<ライブレポート>RIP SLYME ファンとメンバーとスタッフと駆け抜けたメジャー25周年 活動休止ラストナンバーは「マタ逢ウ日マデ」

2026年4月9日 / 21:00

 2026年3月20日~22日に東京・TOYOTA ARENA TOKYOで、RIP SLYMEのメジャーデビュー25周年記念&活動休止前ラストライブ【RIP SLYME 25th Anniversary GREATEST LIVE – Final Three Nights –】が開催された。3日間で計88曲がパフォーマンスされた、セレブレーション最終日の模様をお伝えする。

 遂にこの日が来た。来てしまったとも言える。活動休止が発表された2025年4月の頃は、そう遠くないXデーもまだ先のことに思えていたし、昨年は『THE FIRST TAKE』やテレビ出演、毎週のように繰り出ていたフェス出演もあってか、寂しさは一ミリも感じていなかった。しかし、フロウに合わせて口ずさみ、音に乗り、踊りまくるフロアを見ていると、何事にも終わりが来ることを痛感した。しかも、音の記憶とともに20年以上も前に吹き飛ばさるのだから、頭の中は軽い時間旅行モード。それは曲のイントロがかかるごとに「おお!」と唸ったオーディエンス、そして配信を見ていた視聴者も同じはずだ。

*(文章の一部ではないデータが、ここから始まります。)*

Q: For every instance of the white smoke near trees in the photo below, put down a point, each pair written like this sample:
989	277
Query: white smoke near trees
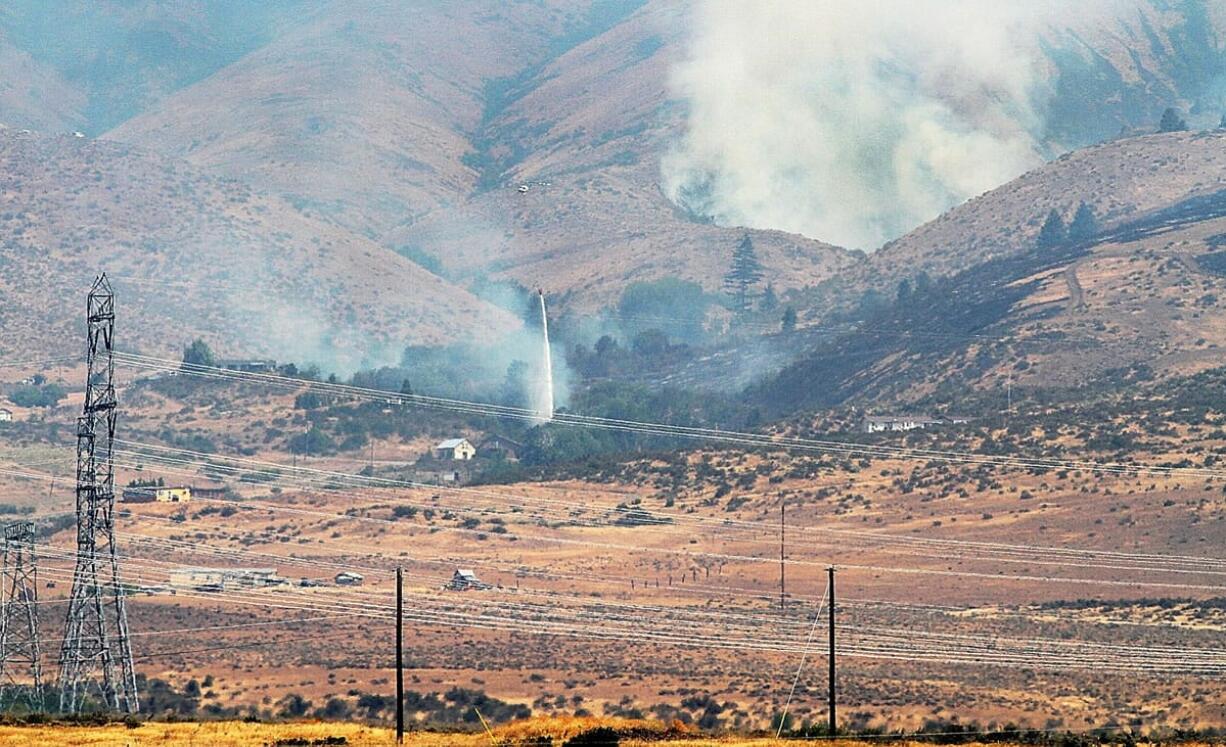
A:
855	120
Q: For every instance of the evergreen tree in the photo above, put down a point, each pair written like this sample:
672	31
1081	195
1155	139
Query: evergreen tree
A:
1053	232
904	293
743	274
769	302
1084	226
788	321
197	353
1171	122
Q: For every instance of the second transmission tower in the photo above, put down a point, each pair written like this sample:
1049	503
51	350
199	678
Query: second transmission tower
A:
21	676
97	651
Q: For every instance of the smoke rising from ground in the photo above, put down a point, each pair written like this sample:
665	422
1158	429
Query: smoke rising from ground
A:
855	120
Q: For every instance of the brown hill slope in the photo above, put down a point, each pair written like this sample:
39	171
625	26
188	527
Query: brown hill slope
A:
1121	180
364	112
196	255
584	139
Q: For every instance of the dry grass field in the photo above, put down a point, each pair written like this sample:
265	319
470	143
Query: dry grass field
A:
237	734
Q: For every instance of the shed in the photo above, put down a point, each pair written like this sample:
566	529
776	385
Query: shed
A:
464	579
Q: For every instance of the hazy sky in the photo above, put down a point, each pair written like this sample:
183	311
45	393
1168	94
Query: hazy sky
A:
855	120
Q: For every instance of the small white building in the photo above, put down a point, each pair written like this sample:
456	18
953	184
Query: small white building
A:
465	580
455	449
222	579
877	423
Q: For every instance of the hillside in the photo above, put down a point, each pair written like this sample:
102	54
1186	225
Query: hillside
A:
362	114
1140	301
199	255
1121	179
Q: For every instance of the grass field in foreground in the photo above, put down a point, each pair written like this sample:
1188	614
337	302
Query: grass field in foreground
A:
237	734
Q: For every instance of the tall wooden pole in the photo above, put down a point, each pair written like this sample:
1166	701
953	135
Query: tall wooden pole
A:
782	586
834	720
400	656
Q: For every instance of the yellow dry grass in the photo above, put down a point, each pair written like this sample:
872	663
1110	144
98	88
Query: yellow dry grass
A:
236	734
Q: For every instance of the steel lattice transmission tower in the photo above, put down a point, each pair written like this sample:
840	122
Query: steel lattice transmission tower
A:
20	650
97	651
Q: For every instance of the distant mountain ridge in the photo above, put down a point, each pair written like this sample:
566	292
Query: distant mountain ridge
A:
536	160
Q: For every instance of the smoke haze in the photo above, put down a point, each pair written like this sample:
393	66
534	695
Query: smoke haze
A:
856	120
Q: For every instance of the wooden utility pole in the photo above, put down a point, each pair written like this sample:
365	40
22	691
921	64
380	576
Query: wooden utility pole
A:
834	720
782	529
400	656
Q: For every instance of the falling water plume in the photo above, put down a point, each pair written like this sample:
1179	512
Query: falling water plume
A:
546	402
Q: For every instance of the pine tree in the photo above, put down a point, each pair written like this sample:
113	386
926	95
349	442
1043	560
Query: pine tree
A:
1171	122
743	274
788	321
197	353
1084	226
1053	232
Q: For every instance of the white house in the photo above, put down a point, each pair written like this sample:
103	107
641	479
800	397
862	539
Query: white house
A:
222	579
465	579
457	449
875	423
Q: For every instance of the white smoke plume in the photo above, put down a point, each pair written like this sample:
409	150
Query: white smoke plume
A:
855	120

 とは言いつつ、5人には「しんみり・お涙頂戴モード」は一切なく、この日に向けて1年走ってきた最後のゴールをファンたちと迎えただけ。オーディエンスも寂しい気持ちは一旦置いて、メンバーと一緒に25周年記念日をお祝いする気で満ち溢れていた。

 会場に入ると(のちに判明したことだが)FUMIYAが18歳の頃に作った完璧すぎるミックステープが大音量で流れている。プロバスケットボールの会場ということもあり、LEDビジョンもゲーム中に選手の名前が流れるであろうリボンビジョンも、非常にハイクオリティ。“盛り上げる”ことに最適な会場は、ビジュアル面でも注目を集めてきたRIP SLYMEのハイセンスな演出を見事に写し出した(途中、『天才バカボン』風メンバーキャラクターが会場を駆け抜けるシーンは見応え十分だった)。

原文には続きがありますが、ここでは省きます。